Because independent IT security specialists had found and reported the breaches, they could be closed before something bad happened and the data was compromised. Fortunately. It would have been unthinkable if this delicate information had fallen into the wrong hands. Not only was it openly available on the Internet, but it could also be manipulated – injected or non-injected vaccinations could be deleted or added. And with Swisstransplant, one could unexpectedly be made an organ donor. Because it could no longer be ascertained which entries were «genuine,» the platform was discontinued in October 2022, and all entries were deleted. Thus, at least theoretically, 130 000 potential donor organs that would be urgently needed were and are still missing today. Incidentally, the successor platform will not be ready until 2025 at the earliest – and it is far from certain that it will be operated securely and that all those who have been willing to donate up to now will again register neatly.

Trust squandered

The federal government has not covered itself with glory in the health sector of all places – hardly anywhere else is more sensitive data at stake. And that is a complete understatement. The Federal Office of Public Health (FOPH) has failed to protect citizens› most personal data because it has not selected service providers carefully enough and has not monitored their work enough. Yet it is the central task of the state to protect the data entrusted to it from loss and unauthorized access. It failed to do so in all three cases described.

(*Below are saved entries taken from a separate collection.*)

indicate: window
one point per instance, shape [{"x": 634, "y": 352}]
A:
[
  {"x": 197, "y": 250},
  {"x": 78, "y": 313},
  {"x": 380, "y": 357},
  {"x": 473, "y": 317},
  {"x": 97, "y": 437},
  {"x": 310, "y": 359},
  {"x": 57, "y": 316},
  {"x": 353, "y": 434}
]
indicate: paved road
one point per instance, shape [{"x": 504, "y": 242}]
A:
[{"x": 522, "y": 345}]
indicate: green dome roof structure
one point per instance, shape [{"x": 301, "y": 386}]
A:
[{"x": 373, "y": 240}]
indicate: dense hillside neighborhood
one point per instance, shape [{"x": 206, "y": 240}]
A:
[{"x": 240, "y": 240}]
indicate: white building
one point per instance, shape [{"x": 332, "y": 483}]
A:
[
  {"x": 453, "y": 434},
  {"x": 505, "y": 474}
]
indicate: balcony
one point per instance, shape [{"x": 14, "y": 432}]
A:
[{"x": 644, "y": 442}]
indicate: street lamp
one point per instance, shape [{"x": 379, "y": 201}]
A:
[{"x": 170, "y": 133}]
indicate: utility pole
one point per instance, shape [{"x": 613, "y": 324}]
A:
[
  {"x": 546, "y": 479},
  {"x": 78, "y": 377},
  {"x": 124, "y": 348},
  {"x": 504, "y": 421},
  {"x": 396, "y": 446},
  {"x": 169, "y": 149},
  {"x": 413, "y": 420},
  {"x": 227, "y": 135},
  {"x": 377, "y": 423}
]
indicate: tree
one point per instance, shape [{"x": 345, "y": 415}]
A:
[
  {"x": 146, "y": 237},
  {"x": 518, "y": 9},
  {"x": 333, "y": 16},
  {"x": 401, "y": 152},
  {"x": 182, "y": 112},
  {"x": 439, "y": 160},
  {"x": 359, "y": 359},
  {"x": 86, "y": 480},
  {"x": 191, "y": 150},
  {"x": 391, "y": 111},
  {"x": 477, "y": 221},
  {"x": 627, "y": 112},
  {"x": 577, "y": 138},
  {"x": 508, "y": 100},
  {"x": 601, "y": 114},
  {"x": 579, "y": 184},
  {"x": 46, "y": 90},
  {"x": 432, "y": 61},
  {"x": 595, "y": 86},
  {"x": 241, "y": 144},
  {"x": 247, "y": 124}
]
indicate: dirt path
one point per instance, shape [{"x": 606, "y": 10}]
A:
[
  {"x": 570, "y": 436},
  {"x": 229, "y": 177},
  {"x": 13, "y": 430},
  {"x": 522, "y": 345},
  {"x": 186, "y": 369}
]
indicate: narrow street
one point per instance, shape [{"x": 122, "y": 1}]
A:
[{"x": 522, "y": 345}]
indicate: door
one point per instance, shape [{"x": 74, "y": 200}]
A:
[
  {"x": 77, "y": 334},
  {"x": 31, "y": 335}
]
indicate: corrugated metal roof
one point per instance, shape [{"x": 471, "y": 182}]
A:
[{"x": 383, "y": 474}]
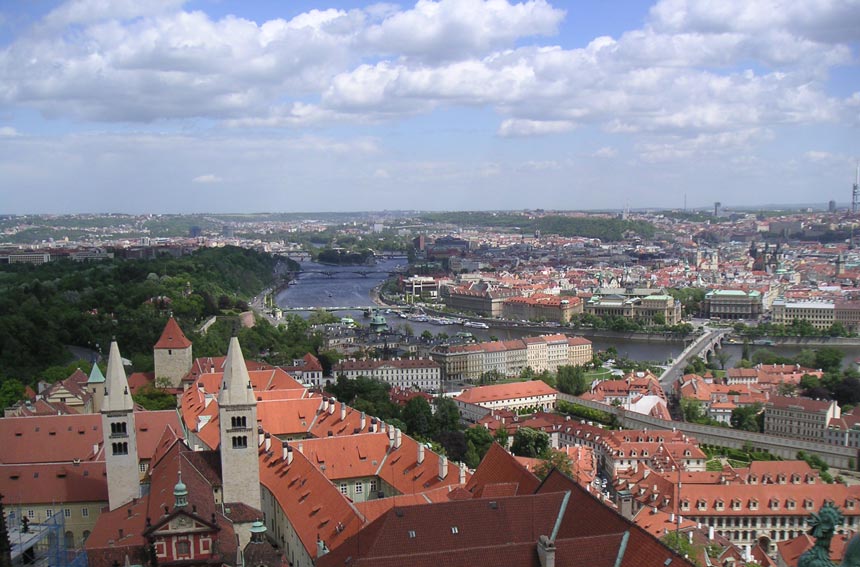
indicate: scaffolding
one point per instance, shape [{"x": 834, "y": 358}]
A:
[{"x": 42, "y": 544}]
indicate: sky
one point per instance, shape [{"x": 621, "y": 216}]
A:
[{"x": 173, "y": 106}]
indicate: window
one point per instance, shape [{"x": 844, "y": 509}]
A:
[{"x": 183, "y": 548}]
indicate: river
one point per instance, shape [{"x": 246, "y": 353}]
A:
[{"x": 346, "y": 287}]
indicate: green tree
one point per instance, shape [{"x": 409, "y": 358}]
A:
[
  {"x": 530, "y": 442},
  {"x": 418, "y": 417},
  {"x": 481, "y": 439},
  {"x": 447, "y": 416},
  {"x": 556, "y": 460},
  {"x": 746, "y": 418},
  {"x": 829, "y": 359}
]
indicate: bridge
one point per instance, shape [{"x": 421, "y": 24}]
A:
[
  {"x": 344, "y": 308},
  {"x": 348, "y": 273},
  {"x": 784, "y": 447},
  {"x": 705, "y": 345}
]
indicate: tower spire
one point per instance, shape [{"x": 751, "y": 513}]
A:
[
  {"x": 236, "y": 385},
  {"x": 118, "y": 396}
]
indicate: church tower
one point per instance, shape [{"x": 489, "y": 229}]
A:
[
  {"x": 237, "y": 413},
  {"x": 120, "y": 434},
  {"x": 96, "y": 386},
  {"x": 172, "y": 353}
]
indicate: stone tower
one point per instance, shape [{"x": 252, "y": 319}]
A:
[
  {"x": 96, "y": 386},
  {"x": 172, "y": 354},
  {"x": 237, "y": 413},
  {"x": 120, "y": 434}
]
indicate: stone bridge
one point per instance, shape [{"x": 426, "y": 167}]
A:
[{"x": 784, "y": 447}]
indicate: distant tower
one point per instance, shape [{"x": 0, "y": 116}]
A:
[
  {"x": 172, "y": 353},
  {"x": 120, "y": 435},
  {"x": 855, "y": 193},
  {"x": 237, "y": 412},
  {"x": 96, "y": 386},
  {"x": 840, "y": 264}
]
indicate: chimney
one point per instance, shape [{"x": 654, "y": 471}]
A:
[
  {"x": 443, "y": 467},
  {"x": 546, "y": 552}
]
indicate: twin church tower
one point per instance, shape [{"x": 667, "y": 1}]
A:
[{"x": 237, "y": 405}]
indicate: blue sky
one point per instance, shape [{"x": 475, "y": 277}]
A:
[{"x": 227, "y": 105}]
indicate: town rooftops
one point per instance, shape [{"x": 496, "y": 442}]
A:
[{"x": 501, "y": 392}]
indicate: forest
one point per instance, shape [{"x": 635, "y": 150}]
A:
[{"x": 44, "y": 309}]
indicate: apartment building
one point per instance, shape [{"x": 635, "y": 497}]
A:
[{"x": 421, "y": 373}]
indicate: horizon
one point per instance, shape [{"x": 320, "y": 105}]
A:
[{"x": 222, "y": 105}]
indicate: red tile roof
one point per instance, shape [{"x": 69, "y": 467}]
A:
[{"x": 172, "y": 337}]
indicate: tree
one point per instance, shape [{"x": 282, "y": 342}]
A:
[
  {"x": 447, "y": 416},
  {"x": 746, "y": 417},
  {"x": 530, "y": 442},
  {"x": 501, "y": 436},
  {"x": 572, "y": 380},
  {"x": 829, "y": 359},
  {"x": 418, "y": 417},
  {"x": 481, "y": 439},
  {"x": 556, "y": 460}
]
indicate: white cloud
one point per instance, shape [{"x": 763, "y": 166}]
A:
[
  {"x": 605, "y": 152},
  {"x": 207, "y": 179}
]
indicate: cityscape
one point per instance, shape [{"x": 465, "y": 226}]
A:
[{"x": 447, "y": 282}]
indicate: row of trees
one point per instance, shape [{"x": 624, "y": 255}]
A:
[{"x": 45, "y": 308}]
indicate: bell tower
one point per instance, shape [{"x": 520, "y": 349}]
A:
[
  {"x": 237, "y": 413},
  {"x": 120, "y": 434}
]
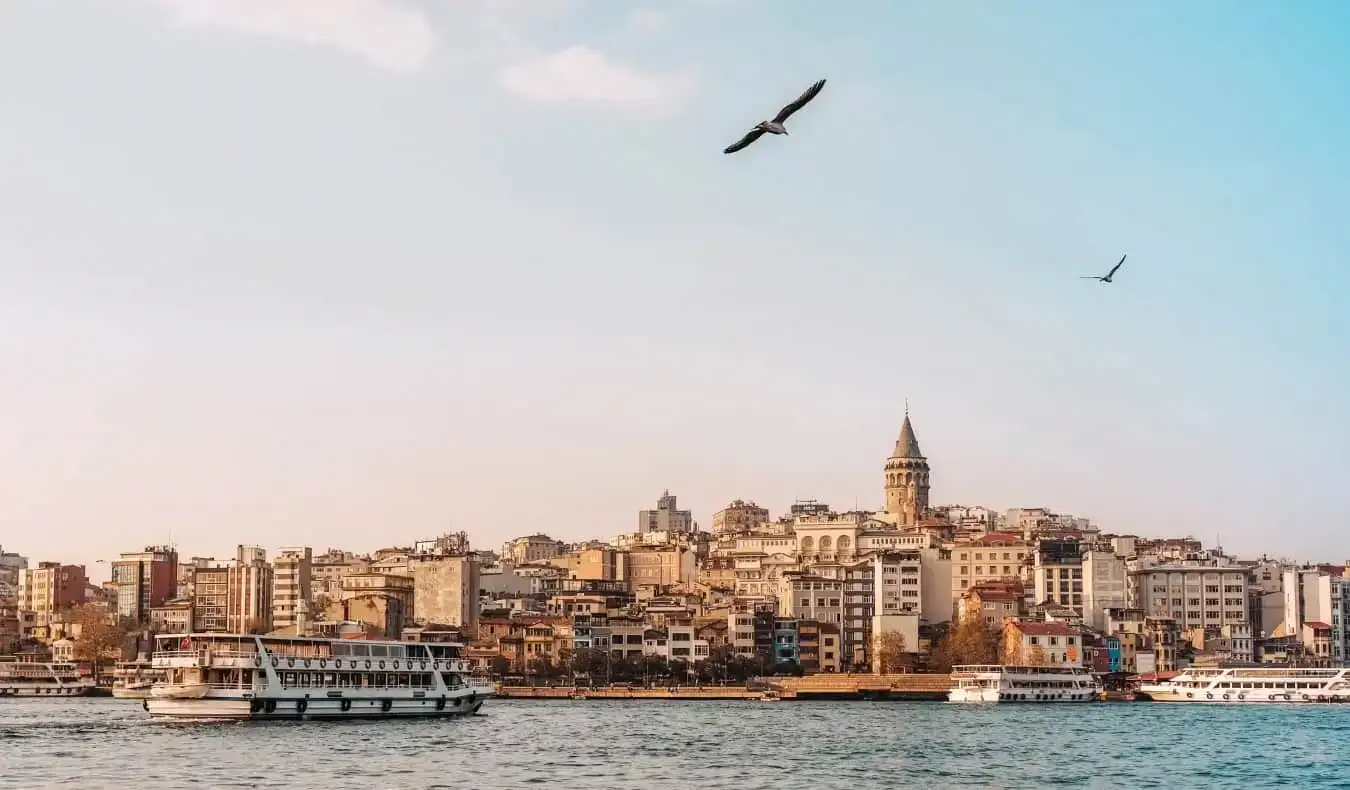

Worse still, the actions of the federal government are protected by parliament. The National Council’s Business Audit Committee (Geschäftsprüfungskommission, GPK) gives the FOPH good marks in the case of and finds that the federal office «acted appropriately» with regard to data security. The politicians judge that sufficient attention was paid to the data protection aspect. If I may say so, that is ridiculous. In a press release dated April 2023, the Foundation for Consumer Protection describes this verdict as «appalling». Such «approval of irresponsibility» when it comes to the security of personal data is all the more worrying because the federal government has several extremely sensitive digitization projects in the pipeline, including the e-patient dossier, electronic identity (e-ID) and e-voting, said Sara Stalder, managing director of the consumer protection foundation. And she is absolutely right.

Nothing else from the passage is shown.